A. Septic emboli from right-sided endocarditis

B. Aspiration in a supine patient

C. Obstructive carcinoma of the right upper lobe bronchus

D. Post-pneumonic abscess following bronchopneumonia

Reveal Answer

Answer: B. Aspiration in a supine patient

The posterior segment of the right upper lobe is a classically dependent segment in the supine position — the most likely landing zone for aspirated material in a recumbent (e.g. unconscious, post-operative) patient. Septic emboli from endocarditis typically produce multiple peripheral bilateral abscesses. Obstructive abscesses are distal to the obstruction and often accompanied by collapse/consolidation of the segment. Post-pneumonic abscesses follow bronchopneumonia's patchy bilateral lower-lobe pattern.

Lung Abscess — Complications and Clinical Features

Multi-panel medical diagram showing lung abscess clinical features and major complications including pleural rupture, haemoptysis, brain abscess, metastatic abscesses, amyloidosis, and clubbing.

Lung Abscess: Clinical Features and Complications

Panel A: Cavitary lung abscess, thick abscess wall, pus, air-fluid level, communicating bronchus, productive cough, foul-smelling putrid sputum, pillow staining overnight. Panel B: Visceral pleura, pleural space, empyema, pyopneumothorax, pus, air, bronchopleural communication, medical emergency. Panel C: Pulmonary artery branch, erosion by abscess wall, bleeding into bronchus, massive haemoptysis, potentially fatal blood loss. Panel D: Pulmonary veins, left atrium, left ventricle, cerebral circulation, septic emboli, right temporal/parietal brain abscess, focal neurological signs. Panel E: Clubbing of fingers, megakaryocyte fragments, platelet-derived growth factor, AA amyloid in kidney glomeruli, proteinuria/nephrotic syndrome, metastatic abscesses in liver and kidney.

Complications
1. Rupture into pleural space → empyema or pyopneumothorax: pus tracks across the visceral pleura. Pyopneumothorax (pus + air in pleural space) when the abscess communicates with both pleura and bronchus simultaneously. Medical emergency.
2. Massive haemoptysis: erosion of a pulmonary artery branch by the abscess wall. Can be fatal.
3. Haematogenous spread → brain abscess: septic emboli travel via pulmonary veins → left heart → cerebral circulation. Right temporal/parietal lobe most common site (middle cerebral artery territory).

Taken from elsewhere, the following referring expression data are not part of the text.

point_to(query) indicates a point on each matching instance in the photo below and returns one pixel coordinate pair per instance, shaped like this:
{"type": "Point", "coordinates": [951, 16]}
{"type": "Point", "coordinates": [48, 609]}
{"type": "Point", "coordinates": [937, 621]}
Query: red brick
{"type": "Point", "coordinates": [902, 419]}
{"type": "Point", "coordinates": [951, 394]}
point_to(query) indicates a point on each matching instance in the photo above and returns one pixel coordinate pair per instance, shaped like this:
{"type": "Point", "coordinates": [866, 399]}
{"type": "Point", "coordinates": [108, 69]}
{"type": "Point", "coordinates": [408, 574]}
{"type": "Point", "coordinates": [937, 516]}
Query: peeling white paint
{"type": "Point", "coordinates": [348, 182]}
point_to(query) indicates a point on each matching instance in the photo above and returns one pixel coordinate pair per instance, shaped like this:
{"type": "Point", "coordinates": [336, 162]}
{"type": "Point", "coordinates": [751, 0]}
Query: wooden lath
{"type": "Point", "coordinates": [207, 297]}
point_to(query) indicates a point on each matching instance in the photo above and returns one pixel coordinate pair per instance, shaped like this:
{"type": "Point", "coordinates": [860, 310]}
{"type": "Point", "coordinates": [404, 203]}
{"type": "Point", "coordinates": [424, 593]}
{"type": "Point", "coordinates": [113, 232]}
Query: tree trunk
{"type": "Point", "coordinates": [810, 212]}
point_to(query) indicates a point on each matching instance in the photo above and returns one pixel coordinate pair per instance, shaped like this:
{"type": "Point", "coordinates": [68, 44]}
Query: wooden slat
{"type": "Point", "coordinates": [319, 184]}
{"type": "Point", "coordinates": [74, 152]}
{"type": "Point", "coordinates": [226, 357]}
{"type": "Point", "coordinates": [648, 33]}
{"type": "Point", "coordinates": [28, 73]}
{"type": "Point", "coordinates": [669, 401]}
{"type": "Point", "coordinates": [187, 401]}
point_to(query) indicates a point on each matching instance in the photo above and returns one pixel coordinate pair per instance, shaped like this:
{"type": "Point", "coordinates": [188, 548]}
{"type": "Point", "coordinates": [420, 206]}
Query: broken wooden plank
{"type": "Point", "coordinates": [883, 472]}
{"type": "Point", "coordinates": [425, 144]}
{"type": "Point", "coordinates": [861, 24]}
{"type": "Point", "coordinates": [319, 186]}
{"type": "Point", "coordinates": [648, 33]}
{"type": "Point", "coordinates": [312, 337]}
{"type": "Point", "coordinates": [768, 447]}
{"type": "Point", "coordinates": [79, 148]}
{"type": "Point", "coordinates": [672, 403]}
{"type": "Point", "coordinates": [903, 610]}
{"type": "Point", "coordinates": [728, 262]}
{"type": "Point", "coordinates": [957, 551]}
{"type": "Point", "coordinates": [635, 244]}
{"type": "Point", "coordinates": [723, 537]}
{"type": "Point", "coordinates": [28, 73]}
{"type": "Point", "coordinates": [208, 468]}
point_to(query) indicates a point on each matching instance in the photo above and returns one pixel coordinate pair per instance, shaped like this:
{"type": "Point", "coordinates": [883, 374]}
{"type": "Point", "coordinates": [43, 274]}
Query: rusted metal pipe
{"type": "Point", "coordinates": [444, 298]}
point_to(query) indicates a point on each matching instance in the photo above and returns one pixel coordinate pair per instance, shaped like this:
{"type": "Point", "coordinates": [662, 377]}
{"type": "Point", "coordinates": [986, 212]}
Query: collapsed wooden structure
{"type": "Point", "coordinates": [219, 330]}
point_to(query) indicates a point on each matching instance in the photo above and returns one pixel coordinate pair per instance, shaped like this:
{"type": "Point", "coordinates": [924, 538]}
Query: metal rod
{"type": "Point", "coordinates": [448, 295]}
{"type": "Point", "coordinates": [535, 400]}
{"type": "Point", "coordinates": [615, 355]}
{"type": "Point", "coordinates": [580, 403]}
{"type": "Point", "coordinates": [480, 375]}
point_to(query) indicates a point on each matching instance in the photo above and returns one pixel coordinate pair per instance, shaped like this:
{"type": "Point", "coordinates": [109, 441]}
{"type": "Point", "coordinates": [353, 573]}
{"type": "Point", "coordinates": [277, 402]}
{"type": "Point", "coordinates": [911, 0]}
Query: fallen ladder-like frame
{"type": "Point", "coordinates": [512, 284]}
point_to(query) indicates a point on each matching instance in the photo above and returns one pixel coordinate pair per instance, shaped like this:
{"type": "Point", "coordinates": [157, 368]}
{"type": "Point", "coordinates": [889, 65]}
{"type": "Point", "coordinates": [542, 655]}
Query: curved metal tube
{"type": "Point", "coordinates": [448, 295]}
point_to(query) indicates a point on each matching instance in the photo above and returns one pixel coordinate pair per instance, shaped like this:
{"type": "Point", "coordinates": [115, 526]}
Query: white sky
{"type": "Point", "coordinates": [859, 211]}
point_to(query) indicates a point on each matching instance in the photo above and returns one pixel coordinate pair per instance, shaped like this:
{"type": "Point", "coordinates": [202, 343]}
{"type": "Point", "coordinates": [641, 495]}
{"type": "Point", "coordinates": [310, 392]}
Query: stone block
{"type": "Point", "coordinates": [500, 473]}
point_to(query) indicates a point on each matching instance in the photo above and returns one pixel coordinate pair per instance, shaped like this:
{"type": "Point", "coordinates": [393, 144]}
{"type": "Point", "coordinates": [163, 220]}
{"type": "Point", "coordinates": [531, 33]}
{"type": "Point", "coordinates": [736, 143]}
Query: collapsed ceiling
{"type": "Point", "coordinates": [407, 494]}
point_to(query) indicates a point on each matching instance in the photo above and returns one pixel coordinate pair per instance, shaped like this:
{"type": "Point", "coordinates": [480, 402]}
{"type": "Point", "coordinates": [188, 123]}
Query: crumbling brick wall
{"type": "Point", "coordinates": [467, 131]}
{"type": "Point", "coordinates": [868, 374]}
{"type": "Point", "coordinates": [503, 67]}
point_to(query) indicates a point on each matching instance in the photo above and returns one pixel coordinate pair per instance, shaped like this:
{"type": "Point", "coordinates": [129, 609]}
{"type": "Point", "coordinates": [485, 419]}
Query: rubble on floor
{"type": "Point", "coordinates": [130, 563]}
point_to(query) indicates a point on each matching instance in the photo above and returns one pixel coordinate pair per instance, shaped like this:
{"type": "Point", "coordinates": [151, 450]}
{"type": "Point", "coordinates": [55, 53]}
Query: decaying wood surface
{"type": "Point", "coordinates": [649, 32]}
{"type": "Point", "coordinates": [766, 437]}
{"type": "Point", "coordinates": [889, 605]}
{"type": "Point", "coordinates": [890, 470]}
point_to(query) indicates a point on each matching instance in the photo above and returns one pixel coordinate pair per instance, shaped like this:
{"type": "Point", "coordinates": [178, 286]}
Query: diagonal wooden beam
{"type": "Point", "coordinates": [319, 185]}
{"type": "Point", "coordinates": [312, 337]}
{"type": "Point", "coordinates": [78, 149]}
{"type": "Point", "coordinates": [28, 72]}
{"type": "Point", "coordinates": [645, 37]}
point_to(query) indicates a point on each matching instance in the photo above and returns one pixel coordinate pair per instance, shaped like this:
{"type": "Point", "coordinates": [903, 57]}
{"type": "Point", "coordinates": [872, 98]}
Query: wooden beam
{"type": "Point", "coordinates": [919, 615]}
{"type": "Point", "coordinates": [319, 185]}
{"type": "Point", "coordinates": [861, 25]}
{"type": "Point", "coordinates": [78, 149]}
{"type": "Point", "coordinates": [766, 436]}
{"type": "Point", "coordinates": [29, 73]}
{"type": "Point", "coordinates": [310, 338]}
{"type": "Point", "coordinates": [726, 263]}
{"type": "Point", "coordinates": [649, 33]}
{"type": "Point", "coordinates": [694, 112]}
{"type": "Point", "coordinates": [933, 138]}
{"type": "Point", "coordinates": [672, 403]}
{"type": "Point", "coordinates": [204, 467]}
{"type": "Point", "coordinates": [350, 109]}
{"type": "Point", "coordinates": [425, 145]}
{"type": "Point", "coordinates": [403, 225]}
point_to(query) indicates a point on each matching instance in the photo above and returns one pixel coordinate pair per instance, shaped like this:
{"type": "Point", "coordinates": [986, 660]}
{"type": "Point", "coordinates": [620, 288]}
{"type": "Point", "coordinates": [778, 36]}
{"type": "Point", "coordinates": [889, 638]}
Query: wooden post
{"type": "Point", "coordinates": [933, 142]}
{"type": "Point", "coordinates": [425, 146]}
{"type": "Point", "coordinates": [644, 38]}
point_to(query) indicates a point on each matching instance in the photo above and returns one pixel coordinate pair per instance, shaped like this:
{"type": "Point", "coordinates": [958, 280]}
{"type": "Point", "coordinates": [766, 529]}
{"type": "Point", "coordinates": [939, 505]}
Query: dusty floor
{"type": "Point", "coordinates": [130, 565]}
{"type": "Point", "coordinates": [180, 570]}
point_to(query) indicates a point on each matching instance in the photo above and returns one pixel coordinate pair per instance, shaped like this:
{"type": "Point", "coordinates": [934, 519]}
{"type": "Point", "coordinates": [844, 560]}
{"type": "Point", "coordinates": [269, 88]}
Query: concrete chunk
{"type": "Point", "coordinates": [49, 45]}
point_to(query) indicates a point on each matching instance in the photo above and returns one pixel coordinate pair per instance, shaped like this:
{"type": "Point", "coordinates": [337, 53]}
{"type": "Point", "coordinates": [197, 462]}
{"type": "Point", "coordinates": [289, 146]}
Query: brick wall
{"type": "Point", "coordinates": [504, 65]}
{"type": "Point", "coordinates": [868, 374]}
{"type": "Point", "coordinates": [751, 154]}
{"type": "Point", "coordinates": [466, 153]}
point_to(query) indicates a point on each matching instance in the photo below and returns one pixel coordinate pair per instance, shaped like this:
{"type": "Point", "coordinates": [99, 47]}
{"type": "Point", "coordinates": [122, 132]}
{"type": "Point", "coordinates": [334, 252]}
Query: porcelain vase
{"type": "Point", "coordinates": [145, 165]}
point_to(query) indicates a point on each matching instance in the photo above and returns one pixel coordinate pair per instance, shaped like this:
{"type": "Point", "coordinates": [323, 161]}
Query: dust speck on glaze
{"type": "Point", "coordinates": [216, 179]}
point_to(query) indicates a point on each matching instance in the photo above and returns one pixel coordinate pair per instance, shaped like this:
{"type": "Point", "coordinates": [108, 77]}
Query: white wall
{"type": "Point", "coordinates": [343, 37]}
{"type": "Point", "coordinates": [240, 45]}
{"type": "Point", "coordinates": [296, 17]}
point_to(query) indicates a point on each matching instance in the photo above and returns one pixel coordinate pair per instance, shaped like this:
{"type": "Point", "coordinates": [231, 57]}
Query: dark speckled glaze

Presents with focal neurological signs weeks after the chest diagnosis.
4. Metastatic abscesses: liver, kidneys (haematogenous seeding).
5. Secondary amyloidosis (AA amyloidosis): chronic suppurative infection → sustained IL-6/IL-1 → hepatic synthesis of serum amyloid A protein → AA amyloid deposits in kidneys, spleen, liver. Presents as proteinuria/nephrotic syndrome in a patient with a months-long history of lung abscess.
6. Empyema without rupture: direct extension through the pleural surfaces.
7. Clubbing of the fingers: occurs with chronic lung abscess; mechanism involves platelet-derived growth factor (PDGF) and megakaryocyte fragment deposition in peripheral capillaries.

Clinical features
- Cough (initially dry → later productive)
- Foul-smelling (putrid) sputum: virtually diagnostic of anaerobic infection; patient often notices the sputum stains the pillow overnight (positional drainage of the cavity during sleep).
- Fever (high, swinging, septic pattern)
- Pleuritic chest pain (if pleura involved)
- Haemoptysis (streaky → massive)
- Constitutional symptoms: weight loss, anaemia (chronic disease), digital clubbing
- Chest signs: dullness ± amphoric/cavernous breath sounds over the cavity; post-tussive crackles.

CLINICAL PEARL

Foul sputum = anaerobes = aspiration: whenever a patient has foul or putrid-smelling sputum, the pathogen is almost certainly anaerobic, and the mechanism is almost certainly aspiration. Ask about risk factors: alcoholism, seizures, stroke, dental disease, oesophageal motility disorders. The radiological location will confirm it — posterior segment right upper lobe (supine) or basal segments right lower lobe (upright). This is a classic exam trigger: if the clinical vignette mentions foul sputum + right-sided upper/lower lobe lesion + risk factor for aspiration → the answer is almost always aspiration lung abscess with anaerobes.